Auth & Roles
JWT
All API endpoints are protected with JWT Bearer authentication (except POST /auth/register, POST /auth/login, GET /health).
JWT Payload
interface JwtPayload {
sub: string; // User UUID (internal, never exposed publicly)
email: string; // User email
role: string; // 'user' | 'moderator' | 'admin'
iat: number; // Issued at (unix seconds)
exp: number; // Expiry (unix seconds)
}Invariant: The JWT payload is stable. Do not extend it without an ADR. Persona, interests, and other context-specific data are fetched separately.
Token Lifetime
Default expiry: 7 days.

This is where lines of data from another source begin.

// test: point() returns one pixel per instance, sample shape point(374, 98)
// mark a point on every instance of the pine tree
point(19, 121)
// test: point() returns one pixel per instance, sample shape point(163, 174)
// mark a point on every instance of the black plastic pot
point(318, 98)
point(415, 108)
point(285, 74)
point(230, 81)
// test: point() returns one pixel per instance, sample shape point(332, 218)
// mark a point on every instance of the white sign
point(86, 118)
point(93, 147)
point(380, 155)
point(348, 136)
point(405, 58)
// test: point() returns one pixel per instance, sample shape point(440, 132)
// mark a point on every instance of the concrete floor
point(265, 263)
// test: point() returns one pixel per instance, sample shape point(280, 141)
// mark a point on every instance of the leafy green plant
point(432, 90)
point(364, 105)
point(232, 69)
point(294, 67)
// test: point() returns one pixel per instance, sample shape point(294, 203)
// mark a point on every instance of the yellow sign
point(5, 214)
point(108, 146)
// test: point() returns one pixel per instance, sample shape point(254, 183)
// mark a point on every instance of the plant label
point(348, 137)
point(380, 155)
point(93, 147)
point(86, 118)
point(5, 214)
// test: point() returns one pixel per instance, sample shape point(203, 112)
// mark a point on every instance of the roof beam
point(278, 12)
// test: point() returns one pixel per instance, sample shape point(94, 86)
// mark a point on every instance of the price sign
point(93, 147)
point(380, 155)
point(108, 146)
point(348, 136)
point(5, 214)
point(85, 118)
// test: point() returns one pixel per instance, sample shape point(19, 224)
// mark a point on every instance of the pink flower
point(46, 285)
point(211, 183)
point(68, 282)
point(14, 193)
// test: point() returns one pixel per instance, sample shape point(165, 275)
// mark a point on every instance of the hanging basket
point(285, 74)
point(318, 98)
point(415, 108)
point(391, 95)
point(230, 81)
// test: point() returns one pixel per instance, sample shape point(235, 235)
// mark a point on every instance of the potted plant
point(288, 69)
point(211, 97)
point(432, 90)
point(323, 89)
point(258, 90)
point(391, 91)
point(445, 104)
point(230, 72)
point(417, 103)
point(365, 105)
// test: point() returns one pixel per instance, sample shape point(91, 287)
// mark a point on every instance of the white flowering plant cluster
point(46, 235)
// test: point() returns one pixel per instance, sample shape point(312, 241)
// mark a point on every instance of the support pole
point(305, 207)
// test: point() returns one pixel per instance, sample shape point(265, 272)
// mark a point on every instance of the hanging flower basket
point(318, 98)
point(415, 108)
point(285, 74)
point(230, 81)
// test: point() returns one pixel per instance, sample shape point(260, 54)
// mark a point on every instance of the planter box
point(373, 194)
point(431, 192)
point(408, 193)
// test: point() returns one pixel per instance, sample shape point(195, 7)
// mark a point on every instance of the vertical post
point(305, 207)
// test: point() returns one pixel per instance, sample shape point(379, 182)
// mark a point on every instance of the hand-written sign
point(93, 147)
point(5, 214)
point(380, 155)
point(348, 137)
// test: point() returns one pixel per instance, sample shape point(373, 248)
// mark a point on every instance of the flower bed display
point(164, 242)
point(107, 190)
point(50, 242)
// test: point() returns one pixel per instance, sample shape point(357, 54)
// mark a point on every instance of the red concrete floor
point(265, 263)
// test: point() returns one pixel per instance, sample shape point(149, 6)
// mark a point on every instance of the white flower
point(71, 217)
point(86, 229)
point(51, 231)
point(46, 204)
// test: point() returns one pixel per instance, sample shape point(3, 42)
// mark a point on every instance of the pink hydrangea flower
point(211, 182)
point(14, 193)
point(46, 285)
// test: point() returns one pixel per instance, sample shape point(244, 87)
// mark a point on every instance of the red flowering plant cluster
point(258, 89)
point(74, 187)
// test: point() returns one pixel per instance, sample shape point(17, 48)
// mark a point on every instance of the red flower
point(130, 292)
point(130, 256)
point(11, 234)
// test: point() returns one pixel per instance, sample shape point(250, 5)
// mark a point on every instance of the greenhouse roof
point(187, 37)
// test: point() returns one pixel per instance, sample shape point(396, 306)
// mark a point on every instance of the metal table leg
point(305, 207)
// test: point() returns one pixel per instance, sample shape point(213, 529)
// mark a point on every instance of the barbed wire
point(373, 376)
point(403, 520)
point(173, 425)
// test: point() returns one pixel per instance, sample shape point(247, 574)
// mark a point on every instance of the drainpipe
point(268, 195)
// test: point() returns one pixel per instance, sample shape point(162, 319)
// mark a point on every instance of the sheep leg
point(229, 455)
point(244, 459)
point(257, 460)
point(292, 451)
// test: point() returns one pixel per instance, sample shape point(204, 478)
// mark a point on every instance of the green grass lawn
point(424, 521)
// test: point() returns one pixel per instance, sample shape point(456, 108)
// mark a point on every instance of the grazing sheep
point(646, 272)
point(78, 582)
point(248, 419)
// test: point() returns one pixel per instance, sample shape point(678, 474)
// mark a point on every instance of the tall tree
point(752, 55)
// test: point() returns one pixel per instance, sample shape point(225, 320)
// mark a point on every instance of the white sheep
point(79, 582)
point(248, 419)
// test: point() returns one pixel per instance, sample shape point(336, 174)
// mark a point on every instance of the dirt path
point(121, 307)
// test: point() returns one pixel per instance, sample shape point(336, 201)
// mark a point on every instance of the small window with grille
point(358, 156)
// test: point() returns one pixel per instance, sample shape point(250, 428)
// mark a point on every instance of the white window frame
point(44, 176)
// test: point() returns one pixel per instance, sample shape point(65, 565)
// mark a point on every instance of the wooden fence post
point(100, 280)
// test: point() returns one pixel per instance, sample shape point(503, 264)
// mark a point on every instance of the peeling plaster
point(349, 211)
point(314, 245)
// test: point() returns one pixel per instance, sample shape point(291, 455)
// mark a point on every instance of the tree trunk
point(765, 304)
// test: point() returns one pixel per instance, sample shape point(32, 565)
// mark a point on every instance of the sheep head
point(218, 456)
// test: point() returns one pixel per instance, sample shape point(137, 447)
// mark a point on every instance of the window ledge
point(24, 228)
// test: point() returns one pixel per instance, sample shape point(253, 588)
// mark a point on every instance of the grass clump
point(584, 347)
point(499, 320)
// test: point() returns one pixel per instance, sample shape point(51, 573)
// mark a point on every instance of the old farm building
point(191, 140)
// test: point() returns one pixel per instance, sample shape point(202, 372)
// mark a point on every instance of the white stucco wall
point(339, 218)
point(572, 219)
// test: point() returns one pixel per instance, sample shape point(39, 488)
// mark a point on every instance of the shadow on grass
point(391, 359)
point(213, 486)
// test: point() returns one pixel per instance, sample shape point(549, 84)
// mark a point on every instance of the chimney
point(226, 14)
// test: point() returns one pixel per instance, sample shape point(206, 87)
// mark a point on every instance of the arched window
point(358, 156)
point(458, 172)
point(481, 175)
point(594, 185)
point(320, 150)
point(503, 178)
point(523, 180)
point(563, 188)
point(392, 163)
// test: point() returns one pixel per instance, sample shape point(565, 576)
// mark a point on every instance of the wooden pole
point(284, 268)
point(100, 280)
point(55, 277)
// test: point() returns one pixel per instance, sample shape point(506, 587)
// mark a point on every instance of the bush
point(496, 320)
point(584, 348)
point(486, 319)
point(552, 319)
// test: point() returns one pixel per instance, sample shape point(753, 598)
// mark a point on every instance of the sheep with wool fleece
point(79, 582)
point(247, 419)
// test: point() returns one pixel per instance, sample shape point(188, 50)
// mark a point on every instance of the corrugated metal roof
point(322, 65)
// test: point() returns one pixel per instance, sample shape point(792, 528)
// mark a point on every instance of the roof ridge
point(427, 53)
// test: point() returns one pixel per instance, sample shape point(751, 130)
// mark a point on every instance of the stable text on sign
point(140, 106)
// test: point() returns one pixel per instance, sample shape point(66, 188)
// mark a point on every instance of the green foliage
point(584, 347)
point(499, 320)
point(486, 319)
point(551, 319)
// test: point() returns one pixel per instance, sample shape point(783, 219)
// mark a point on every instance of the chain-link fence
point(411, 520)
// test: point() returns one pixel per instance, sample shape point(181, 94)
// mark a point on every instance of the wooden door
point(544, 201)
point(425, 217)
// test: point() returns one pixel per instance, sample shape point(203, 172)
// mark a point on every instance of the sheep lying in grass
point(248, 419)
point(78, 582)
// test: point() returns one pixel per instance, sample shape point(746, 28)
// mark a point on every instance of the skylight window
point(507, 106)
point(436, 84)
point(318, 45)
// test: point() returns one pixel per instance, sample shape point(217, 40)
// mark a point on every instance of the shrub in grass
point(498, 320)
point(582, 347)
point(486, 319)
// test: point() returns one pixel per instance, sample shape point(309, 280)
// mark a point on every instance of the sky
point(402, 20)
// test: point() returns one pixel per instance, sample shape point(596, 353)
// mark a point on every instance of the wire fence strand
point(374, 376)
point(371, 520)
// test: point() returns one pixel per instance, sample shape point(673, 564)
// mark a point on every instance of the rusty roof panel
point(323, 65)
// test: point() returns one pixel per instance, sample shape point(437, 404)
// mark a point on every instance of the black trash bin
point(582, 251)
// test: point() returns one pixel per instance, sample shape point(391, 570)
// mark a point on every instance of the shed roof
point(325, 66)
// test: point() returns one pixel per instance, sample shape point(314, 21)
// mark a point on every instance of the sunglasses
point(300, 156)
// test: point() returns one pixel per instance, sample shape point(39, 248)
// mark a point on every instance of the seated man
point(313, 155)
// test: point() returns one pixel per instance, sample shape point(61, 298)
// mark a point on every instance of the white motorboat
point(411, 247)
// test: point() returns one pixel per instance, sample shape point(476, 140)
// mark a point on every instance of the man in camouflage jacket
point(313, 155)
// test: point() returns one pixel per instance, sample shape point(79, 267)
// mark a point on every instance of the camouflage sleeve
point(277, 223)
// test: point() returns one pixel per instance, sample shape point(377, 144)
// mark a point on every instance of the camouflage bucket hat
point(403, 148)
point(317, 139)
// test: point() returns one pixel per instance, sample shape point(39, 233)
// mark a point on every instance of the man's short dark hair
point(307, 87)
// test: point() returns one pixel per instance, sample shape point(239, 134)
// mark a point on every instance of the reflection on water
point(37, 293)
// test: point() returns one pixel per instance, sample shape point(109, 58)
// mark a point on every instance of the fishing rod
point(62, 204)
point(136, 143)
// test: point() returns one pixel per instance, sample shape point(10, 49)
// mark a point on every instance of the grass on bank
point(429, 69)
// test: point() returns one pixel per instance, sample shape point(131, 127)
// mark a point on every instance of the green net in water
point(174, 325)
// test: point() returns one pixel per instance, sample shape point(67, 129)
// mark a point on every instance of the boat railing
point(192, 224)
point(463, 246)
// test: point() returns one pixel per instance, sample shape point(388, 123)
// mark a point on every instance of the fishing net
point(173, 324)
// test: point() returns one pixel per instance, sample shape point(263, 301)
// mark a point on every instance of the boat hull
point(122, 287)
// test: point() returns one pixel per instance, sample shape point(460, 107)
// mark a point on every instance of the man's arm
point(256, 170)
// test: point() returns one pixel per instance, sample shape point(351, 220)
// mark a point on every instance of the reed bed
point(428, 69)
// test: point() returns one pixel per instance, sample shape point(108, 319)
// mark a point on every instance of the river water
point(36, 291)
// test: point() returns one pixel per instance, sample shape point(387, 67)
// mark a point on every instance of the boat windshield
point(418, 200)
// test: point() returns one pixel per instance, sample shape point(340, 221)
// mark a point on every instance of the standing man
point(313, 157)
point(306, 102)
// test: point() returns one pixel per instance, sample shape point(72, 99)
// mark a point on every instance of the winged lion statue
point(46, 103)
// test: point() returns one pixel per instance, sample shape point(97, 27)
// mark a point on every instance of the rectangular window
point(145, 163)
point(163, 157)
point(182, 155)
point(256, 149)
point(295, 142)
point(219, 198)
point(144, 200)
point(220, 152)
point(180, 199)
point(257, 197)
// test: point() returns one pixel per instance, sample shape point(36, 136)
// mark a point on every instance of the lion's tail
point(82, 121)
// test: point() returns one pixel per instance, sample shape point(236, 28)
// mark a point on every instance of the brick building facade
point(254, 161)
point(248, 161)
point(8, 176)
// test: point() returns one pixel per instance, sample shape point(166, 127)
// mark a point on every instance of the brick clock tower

No refresh token in Alpha — re-login required after expiry.
Role Hierarchy
| Role | Who | Capabilities |
|---|---|---|
user | All registered users | Standard platform actions |
moderator | Assigned by admin | Hide/unhide posts and replies, review reports |
admin | Manually assigned | All moderator powers + role change, ban, feature flags, audit log, broadcast |
Role is stored in users.role and embedded in the JWT. Privilege escalation requires an admin to update users.role directly.
Guards
JwtAuthGuard
Applied globally via APP_GUARD. Every request must present a valid Authorization: Bearer <token> header unless the route is explicitly marked @Public().
// Skip auth for public endpoints
@Public()
@Post('/auth/register')
async register(@Body() dto: RegisterDto) { ... }AdminGuard
Applied on top of JwtAuthGuard for admin-only endpoints. Checks user.role === 'admin'.
@UseGuards(AdminGuard)
@Get('/admin/users')
async listUsers() { ... }ModeratorGuard
Checks user.role === 'moderator' || user.role === 'admin'.
ThrottlerGuard
Applied globally. Default: 60 requests per minute per IP. Per-route overrides for sensitive endpoints (e.g. POST /auth/login is 5/min).
Access Matrix
Reputation-based capability checks live in AccessMatrixService (apps/api/src/shared/access/).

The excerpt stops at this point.